Diventa quindi necessario, per mantenere ‘progressività’ nella tassazione, oltre a stabilire quale sarà l’aliquota unica d’imposizione, fissare:

  • una no tax area che salvaguardi i redditi più bassi.

Attualmente la no tax area è fissata ad euro 8.174. La proposta del cdx, in particolare di Forza Italia, è di alzare l’esenzione fiscale (ed esonerare dall’obbligo di dichiarazione dei redditi ) fino ad euro 12.000;

  • una serie di detrazioni fiscali che sia concentrato sulle fasce di reddito inferiori ad una certa soglia;
  • un sistema di deduzione fiscali fissato in modo tale che l’aliquota marginale sui redditi sia superiore all’aliquota media

Se viene fissata, ad esempio, una no-tax area a 12000 €., una deduzione di 10000 per i redditi fino a 50000 €. (non applicabile a quelli superiori) e una serie di deduzioni su base familare, magari di 3000€ per il coniuge e ogni figlio a carico, va da se che la progressività e l’equità sociale vengono garantite.

Non vorrei dilungarmi troppo con esemplificazioni e calcoli che, al momento, lasciano il tempo che trovano e che nel caso potremmo vedere in seguito, quando percentuali e basi di calcolo diverranno legge e mi concentrerei sui punti cruciali che interessano attualmente l’opinione pubblica e cioè: l’aliquota unica avvantaggia davvero i più abbienti e quale sarà la perdita di gettito per l’Erario?

 

In assenza di altri elementi di penalizzazione, la risposta al primo punto è certamente si. A fronte di risparmi relativi per i redditi fino a 50-70000 €, anche l’applicazione di un’aliquota unica al 23%,  pari all’attuale primo scaglione di tassazione, tralasciando le varie aliquote intermedie e pensando che tutto quello che superava i 75000 € versava il 46%, diventa lampante che, per versare quanto prima, un  tale cittadino dovrebbe dichiarare almeno il doppio o poco meno, cosa possibile ma non così probabile. L’obiettivo però, è da ricordare, è ridurre le tasse, non incassare come prima!

Quanto alla perdita per le casse dello Stato, qualcuno si è preso la briga di calcolarla in almeno 100 miliardi di euro. Come verranno coperti?

L’attuale livello di evasione è calcolato in 110 miliardi e ‘basterebbe’ eliminare completamente l’evasione per conguagliare il mancato introito regolare, ma già una stima ottimistica dovrebbe fermarsi al 20-25% di questo importo a cui si potrebbero aggiungere eventuali risparmi in altri settori della spesa pubblica, nella speranza che non vadano ad intaccare servizi essenziali.

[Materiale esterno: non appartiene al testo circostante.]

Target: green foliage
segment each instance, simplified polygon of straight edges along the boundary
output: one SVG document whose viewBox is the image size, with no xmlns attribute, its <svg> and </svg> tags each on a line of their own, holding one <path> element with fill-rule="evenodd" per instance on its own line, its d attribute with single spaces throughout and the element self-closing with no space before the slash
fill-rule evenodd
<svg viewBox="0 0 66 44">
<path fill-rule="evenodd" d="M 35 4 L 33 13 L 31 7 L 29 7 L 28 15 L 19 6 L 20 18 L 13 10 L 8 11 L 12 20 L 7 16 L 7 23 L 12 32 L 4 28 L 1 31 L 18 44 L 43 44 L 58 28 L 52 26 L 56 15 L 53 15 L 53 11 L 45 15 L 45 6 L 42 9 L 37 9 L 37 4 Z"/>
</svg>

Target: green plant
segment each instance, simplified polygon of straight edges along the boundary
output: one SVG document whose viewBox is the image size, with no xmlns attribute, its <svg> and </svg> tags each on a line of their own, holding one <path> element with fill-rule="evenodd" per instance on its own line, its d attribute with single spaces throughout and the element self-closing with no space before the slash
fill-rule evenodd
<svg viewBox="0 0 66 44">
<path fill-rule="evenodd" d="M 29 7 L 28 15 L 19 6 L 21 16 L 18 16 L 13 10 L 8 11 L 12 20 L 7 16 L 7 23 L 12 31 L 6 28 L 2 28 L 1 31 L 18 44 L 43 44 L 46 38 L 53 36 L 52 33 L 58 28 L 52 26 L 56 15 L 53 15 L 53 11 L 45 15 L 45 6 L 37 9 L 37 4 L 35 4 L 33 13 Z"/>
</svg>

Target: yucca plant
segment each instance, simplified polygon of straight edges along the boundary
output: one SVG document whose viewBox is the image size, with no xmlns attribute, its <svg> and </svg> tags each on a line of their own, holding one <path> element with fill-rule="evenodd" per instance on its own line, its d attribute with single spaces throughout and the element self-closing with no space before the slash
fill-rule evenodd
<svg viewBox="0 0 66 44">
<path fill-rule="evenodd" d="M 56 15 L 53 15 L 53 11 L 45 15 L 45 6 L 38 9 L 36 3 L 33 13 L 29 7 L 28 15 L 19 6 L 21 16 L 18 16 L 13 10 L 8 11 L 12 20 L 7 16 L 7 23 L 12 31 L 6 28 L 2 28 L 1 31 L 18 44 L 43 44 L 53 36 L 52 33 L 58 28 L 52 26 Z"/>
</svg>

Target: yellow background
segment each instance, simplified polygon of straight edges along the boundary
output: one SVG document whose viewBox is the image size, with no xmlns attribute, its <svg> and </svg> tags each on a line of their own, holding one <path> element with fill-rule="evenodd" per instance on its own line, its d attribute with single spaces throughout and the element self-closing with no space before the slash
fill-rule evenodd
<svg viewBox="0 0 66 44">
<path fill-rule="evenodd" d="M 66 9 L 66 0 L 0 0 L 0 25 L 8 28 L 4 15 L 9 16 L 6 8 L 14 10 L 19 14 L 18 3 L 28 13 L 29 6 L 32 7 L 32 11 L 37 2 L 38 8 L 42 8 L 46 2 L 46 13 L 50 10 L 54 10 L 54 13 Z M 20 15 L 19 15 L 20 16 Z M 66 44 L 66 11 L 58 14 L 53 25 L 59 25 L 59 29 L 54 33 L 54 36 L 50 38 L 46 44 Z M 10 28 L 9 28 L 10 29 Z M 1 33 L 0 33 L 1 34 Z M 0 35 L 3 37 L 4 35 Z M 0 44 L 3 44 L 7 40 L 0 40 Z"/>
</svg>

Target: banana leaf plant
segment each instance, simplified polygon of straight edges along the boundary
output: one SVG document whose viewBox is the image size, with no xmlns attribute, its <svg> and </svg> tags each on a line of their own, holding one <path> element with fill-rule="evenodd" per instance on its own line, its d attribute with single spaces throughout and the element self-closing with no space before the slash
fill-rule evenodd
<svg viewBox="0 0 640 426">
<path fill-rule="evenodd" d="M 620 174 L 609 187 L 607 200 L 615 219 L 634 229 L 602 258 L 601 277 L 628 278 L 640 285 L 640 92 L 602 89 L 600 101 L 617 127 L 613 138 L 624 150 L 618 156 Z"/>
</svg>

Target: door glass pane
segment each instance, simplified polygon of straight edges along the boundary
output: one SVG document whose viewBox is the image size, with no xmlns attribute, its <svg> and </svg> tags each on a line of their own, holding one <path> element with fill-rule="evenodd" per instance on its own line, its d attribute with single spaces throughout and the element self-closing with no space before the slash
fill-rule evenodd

C’è inoltre da dire che una minore tassazione dovrebbe in teoria aumentare il potere di acquisto dei consumatori, portati a spendere maggiormente per beni e servizi e ad aumentare gli incassi statali per l’IVA. D’altro canto, però, dobbiamo pensare che la flat tax non dovrebbe essere l’unica iniziativa che riduce gli introiti statali e che incentivi a lavoro e consumi dovranno essere ben altri.

La flat tax presenta quindi pro e contro di spessore che non possono essere ignorati. Se e quando verrà approvata potremo calcolare gli eventuali vantaggi per noi e per il paese ma, al momento, le incognite che presenta sono ancora parecchie.